Following is UN Secretary-General Ban Ki-moon’s speech to the twenty-first Conference of the Parties to the United Nations Framework Convention on Climate Change (COP21) Leaders’ Summit, in Paris today:
You are here today to write the script for a new future, a future of hope and promise, of increased prosperity, security and dignity for all.
In September, you adopted an inspiring new sustainable development agenda with ambitious goals endorsed by all. You showed your commitment to act for the common good. It is now time to do so again.
More than 150 world leaders have come to Paris and are here together in one room, with one purpose. A political moment like this may not come again. We have never faced such a test. But neither have we encountered such great opportunity.
You have the power to secure the well-being of this and succeeding generations. I urge you to instruct your negotiators to choose the path of compromise and consensus. Bold climate action is in the national interest of every single country represented at this conference. The time for brinksmanship is over. Let us build a durable climate regime with clear rules of the road that all countries can agree to follow.
Paris must mark a turning point. We need the world to know that we are headed to a low-emission, climate-resilient future, and that there is no going back. The national climate plans submitted by more than 180 countries cover close to 100 per cent of global emissions. This is a good start. But we need to go much farther and much faster if we are to limit global temperature rise to below 2°C.
The science is clear. Even a 2°C rise will have serious consequences for food and water security, economic stability and international peace. That is why we need a universal, meaningful agreement here in Paris.
I see four criteria for success. First, the agreement must be durable. It must send a clear signal to markets that the low-emission transformation of the global economy is inevitable, beneficial and already under way. It must provide a long-term vision that anchors the below-2°C goal, and recognizes the imperative to strengthen resilience. The world’s small island developing States have even less room to manoeuvre, and are desperately asking the world to keep temperature rise to 1.5°C.
Second, the agreement must be dynamic. It must be able to accommodate changes in the global economy, and not have to be continually renegotiated. Differentiation can and should be applied in a varied manner across the many elements of the agreement, in a way that does not undermine the integrity of the collective effort. The agreement must strike a balance between the leadership role of developed countries and the increasing responsibility of developing countries, in line with their capabilities and respective levels of development.
The third requirement for success is an agreement that embodies solidarity with the poor and most vulnerable. It must ensure sufficient and balanced adaptation and mitigation support for developing countries.
Fourth, the agreement must be credible. Current ambition must be the floor, not the ceiling, for future efforts. Five-year cycles, beginning before 2020, are crucial. All countries should agree to move towards quantified, economy-wide emission reduction targets over time, with flexibility for developing countries with limited capacity. Developed countries must keep their pledge to mobilize $100 billion a year by 2020. This same amount should serve as the floor for post‑2020 finance commitments.
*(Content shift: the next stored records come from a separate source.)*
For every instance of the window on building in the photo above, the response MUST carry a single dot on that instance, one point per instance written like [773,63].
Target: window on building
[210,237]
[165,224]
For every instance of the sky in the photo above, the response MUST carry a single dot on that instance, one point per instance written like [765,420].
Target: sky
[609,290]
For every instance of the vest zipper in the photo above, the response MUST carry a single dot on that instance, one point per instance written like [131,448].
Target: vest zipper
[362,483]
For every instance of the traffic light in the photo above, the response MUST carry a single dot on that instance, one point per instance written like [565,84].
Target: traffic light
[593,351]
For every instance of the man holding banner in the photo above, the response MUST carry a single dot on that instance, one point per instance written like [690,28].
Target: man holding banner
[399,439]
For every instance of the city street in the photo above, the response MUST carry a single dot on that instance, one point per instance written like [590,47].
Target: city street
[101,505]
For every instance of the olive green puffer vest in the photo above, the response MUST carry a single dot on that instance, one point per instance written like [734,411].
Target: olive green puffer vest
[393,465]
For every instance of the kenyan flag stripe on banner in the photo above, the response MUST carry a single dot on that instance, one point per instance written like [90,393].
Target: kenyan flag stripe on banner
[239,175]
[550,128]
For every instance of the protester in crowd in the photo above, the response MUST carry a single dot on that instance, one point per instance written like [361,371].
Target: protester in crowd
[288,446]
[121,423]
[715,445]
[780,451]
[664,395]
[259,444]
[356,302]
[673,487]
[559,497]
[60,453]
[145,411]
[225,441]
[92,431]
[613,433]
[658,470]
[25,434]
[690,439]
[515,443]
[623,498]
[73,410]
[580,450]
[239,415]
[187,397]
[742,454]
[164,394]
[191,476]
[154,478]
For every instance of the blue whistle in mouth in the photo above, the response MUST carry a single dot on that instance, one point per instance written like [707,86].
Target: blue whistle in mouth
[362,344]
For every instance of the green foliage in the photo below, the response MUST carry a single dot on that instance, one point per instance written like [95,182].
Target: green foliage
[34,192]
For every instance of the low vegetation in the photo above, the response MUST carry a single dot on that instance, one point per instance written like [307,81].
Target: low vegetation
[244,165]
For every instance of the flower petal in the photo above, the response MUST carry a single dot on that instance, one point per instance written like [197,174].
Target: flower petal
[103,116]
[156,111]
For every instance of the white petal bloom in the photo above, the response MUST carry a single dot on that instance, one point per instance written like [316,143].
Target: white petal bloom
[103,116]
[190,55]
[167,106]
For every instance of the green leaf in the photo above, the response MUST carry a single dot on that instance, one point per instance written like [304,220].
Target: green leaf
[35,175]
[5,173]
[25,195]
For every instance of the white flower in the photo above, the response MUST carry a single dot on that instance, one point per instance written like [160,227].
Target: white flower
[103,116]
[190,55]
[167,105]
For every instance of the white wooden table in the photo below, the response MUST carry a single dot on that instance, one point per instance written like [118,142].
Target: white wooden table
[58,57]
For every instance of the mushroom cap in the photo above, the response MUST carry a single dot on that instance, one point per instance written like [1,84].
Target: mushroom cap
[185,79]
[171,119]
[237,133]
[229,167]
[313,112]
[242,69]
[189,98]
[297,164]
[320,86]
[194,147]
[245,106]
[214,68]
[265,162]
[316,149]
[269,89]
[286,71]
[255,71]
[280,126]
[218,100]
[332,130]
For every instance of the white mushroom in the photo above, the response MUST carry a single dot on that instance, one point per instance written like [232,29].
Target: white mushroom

A new agreement must also include a single transparent framework for measuring, monitoring and reporting progress. And countries with low capacity should receive flexibility and support so they can meet the requirements of this new system. This is a pivotal moment for the future of your countries, your people and our common home. You can no longer delay.
Let me be clear: the fate of a Paris agreement rests with you. We cannot afford indecision, half measures or merely gradual approaches. Our goal must be transformation. The transition has begun. Enlightened investors and innovative businesses are striving to create a climate-friendly economy. But they need your help in accelerating this essential shift.
The peoples of the world are also on the move. They have taken to the streets, in cities and towns across the world, in a mass mobilization for change. I met with several key civil society groups yesterday. It is clear to me that they have come to Paris filled with energy and emotion — and that they expect each and every one of you to show leadership equal to the test.
History is calling. I urge you to answer with courage and vision.